The council would build an €11 million training centre at Turvey near Donabate to be used by the club and the rest of the community. The project is to be voted on by councillors next month and while there is some local opposition to the scheme on environmental grounds, it is still hoped that, if approved by councillors, it could be completed within a year.

Over the longer term - five years or so is mentioned - there are also plans for a stadium in Swords which would operate on the same basis, providing a home for Sporting and an amenity for a population that, in just that one part of Fingal, is set to more than double to around 100,000 within the next 10 years.

Other elements of the scheme include a scholarship scheme with DCU which is at an advanced stage of discussion.

Buckley, meanwhile, would be expected to deliver a club that would, on the one hand, field a team capable of achieving success and, on the other, a structure that would be able to engage with the local community in a way that, say, Dublin City, could never have even envisaged.

With a team of well qualified coaches and facilities as good as anything in the country at their disposal, the idea is that Sporting will provide technical support and guidance to the 60 or so clubs in the area.
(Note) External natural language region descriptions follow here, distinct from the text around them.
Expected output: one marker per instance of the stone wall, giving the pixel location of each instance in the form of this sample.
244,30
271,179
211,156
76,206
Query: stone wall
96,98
A particular emphasis is to be placed on working with the local schoolboy outfits and a good relationship has already developed with the North Dublin Schoolboy League.

Buckley, who insists Sporting will not be competing with these clubs for players (the intention is to field senior men's and women's teams as well as under-20 and under-18 men's teams only) sees other possibilities, with the new outfit potentially helping to provide a link between the local game's grassroots and the council or FAI, or co-ordinating centralised purchasing from kit and other equipment suppliers. The ideas simply pour out of him as he talks about what can be achieved in the future.

What he asks in return, he says, is that those involved in the clubs - fellow football people, as he sees it - support Sporting in the most obvious way, by getting along to games and helping them to achieve success.

This is perhaps the most uncertain part of the entire project because at a time that clubs who already have a core support are finding it desperately hard to attract new supporters, there is simply no guarantee that they will be able to put bums on seats. Fingal may have a population of 250,000 which, at least until Bohemians complete their planned move to Harristown, has no other club playing at this level to support but the reality is they are not competing against other clubs for support - they are up against just about everything else people choose to do with their lives.

Key to their success then, is ensuring that local people come to identify sufficiently strongly with a club attempting to represent a administrative area only established a little more than a decade ago that they actually go and see games.

The grassroots work to be done when the planned infrastructure is in place will be central to this but, with things having moved a little more quickly than had been envisaged thus far, having a team worth going to see is an important first step.

With financial backing from Gerry Gannon of Gannon Homes and Malahide United's Gannon Park fame, as well as substantial sponsorship from companies like fruit wholesalers Keeling's, they have already achieved that.

The side that started the club's first home game at Morton Stadium was liberally sprinkled with league winners and other prominent former top-flight players and while they still looked at times like a group getting to know each other, there was little doubt that there was the quality required to at least mount a challenge for promotion at the first attempt.

Admission to the game was free but the attendance, officially put at more than 1,200, was still impressive, while the sense on the day that the crowd comprised a large number of those "football people" Buckley is chasing was unmistakable.

Friday's turnout for the visit of Limerick 37 was smaller, at just short of 500, but still highly respectable in what are clearly very, very early days.

What's important is there is evidence on every front of firm foundations being laid after which, Buckley observes, "if they come, we can build it".